Recredit cresce em rentabilidade e aproxima-se dos maiores bancos públicos

Criada para gerir activos problemáticos, a Recredit actua sobretudo na recuperação de crédito malparado do Banco de Poupança e Crédito (BPC) e do Banco de Desenvolvimento de Angola (BDA). Só ao BPC, a instituição adquiriu 476 processos de crédito, num montante de 288,87 mil milhões de kwanzas, dos quais já recuperou cerca de 48%.

A Recredit registou um lucro de 53,31 mil milhões de kwanzas (58,3 milhões de dólares) no exercício de 2025, um crescimento de 10% face ao período homólogo, posicionando-se ao nível dos maiores bancos públicos do sistema bancário angolano. A avaliação foi feita pela presidente do Conselho de Administração, Mirian Custódio Ferreira, após a apresentação dos resultados, realizada recentemente numa unidade hoteleira de Luanda.

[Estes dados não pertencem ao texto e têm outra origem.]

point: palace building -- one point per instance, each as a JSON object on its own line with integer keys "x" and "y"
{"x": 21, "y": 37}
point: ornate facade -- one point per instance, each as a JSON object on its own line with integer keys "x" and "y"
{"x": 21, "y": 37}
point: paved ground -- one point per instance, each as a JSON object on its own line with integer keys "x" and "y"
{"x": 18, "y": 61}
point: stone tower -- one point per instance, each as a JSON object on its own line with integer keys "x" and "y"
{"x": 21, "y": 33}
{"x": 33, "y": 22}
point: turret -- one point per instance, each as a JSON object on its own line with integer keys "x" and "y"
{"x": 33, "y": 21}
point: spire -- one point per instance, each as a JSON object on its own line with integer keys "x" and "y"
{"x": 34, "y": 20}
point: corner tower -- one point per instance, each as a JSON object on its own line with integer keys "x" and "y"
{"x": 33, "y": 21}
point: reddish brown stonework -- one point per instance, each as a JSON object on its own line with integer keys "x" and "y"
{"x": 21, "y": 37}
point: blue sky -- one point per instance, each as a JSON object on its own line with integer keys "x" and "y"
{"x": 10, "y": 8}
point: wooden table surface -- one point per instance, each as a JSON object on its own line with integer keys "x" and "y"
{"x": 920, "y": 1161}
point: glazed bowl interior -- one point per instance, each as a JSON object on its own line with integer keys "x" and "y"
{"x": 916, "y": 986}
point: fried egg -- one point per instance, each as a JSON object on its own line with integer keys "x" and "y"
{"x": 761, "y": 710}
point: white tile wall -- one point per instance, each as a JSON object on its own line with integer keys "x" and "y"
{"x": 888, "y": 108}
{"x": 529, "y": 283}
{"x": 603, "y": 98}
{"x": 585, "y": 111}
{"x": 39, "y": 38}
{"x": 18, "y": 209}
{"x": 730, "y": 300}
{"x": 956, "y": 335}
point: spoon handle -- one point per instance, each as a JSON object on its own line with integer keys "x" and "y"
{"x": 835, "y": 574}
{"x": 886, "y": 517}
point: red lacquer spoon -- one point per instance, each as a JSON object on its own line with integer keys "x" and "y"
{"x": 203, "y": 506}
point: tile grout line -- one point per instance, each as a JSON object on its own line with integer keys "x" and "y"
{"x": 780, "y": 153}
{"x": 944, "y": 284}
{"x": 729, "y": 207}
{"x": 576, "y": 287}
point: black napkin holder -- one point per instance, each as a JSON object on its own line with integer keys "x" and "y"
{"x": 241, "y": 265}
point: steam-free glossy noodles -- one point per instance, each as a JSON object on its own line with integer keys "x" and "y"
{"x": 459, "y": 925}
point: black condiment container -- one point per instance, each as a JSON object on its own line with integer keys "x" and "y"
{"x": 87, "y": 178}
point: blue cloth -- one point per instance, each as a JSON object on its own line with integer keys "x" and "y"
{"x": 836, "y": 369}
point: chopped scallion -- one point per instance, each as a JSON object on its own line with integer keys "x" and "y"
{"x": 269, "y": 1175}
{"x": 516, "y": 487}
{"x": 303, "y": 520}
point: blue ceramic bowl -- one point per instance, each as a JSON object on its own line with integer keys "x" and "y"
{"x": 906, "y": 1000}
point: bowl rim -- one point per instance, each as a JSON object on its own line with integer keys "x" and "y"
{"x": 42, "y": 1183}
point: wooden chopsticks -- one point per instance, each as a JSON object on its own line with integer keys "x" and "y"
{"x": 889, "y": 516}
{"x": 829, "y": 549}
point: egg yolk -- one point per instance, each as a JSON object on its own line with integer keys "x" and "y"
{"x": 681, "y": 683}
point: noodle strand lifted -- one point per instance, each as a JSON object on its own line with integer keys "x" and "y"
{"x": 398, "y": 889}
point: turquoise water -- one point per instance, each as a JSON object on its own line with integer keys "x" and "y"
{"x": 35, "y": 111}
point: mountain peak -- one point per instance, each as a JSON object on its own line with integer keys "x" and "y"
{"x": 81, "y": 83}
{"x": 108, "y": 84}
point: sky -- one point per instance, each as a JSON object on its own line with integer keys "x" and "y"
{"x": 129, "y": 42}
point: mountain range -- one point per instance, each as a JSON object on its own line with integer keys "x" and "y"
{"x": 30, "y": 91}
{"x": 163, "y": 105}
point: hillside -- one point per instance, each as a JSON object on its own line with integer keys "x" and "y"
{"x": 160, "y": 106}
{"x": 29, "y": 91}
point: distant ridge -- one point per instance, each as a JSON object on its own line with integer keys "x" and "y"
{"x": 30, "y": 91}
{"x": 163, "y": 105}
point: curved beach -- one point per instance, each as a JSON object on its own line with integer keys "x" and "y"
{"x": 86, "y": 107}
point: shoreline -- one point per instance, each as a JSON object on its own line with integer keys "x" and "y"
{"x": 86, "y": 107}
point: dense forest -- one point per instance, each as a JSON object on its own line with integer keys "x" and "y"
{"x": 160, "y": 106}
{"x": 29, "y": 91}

Segundo a responsável, o desempenho financeiro demonstra a capacidade da instituição em gerar receitas acima dos custos, consolidando a rentabilidade do negócio. “Conseguimos provar que o negócio é rentável”, afirmou, sublinhando que o relatório e contas foi aprovado sem reservas pelo auditor externo, o que confirma a fiabilidade das demonstrações financeiras.

No período em análise, a Recredit superou os objectivos traçados para a recuperação de crédito. A meta fixada em 30 mil milhões de kwanzas foi ultrapassada, atingindo-se 30,7 mil milhões, o equivalente a 103% do previsto. No acumulado, a instituição recuperou 139,13 mil milhões de kwanzas, evidenciando, segundo a administração, uma trajectória de maturidade e eficiência operacional.

A margem financeira ascendeu a 46,88 mil milhões de kwanzas, representando um crescimento de 15% face ao ano anterior. Já a rentabilidade do capital próprio (ROE) fixou-se em 16%, acima da média das entidades de gestão de activos problemáticos em mercados africanos emergentes e também superior aos níveis médios do sector bancário angolano, que variam entre 10% e 13%.

Outro indicador destacado pela gestão foi a autonomia financeira, que atingiu 99% em 2025, permitindo à instituição operar praticamente apenas com capitais próprios. De acordo com o Conselho de Administração, esta característica reduz a exposição ao risco de financiamento, constituindo uma vantagem num contexto de taxas de juro elevadas e volatilidade cambial.

Apesar dos resultados positivos, a administração alertou para constrangimentos no processo de recuperação de crédito, nomeadamente a morosidade dos tribunais especializados. Até 31 de Dezembro de 2025, encontravam-se em tramitação processos avaliados em 422,20 mil milhões de kwanzas, o que tem condicionado o ritmo de recuperação.

Os resultados agora apresentados reforçam o posicionamento da Recredit no sistema financeiro nacional, evidenciando ganhos de eficiência e sustentabilidade na gestão de activos problemáticos.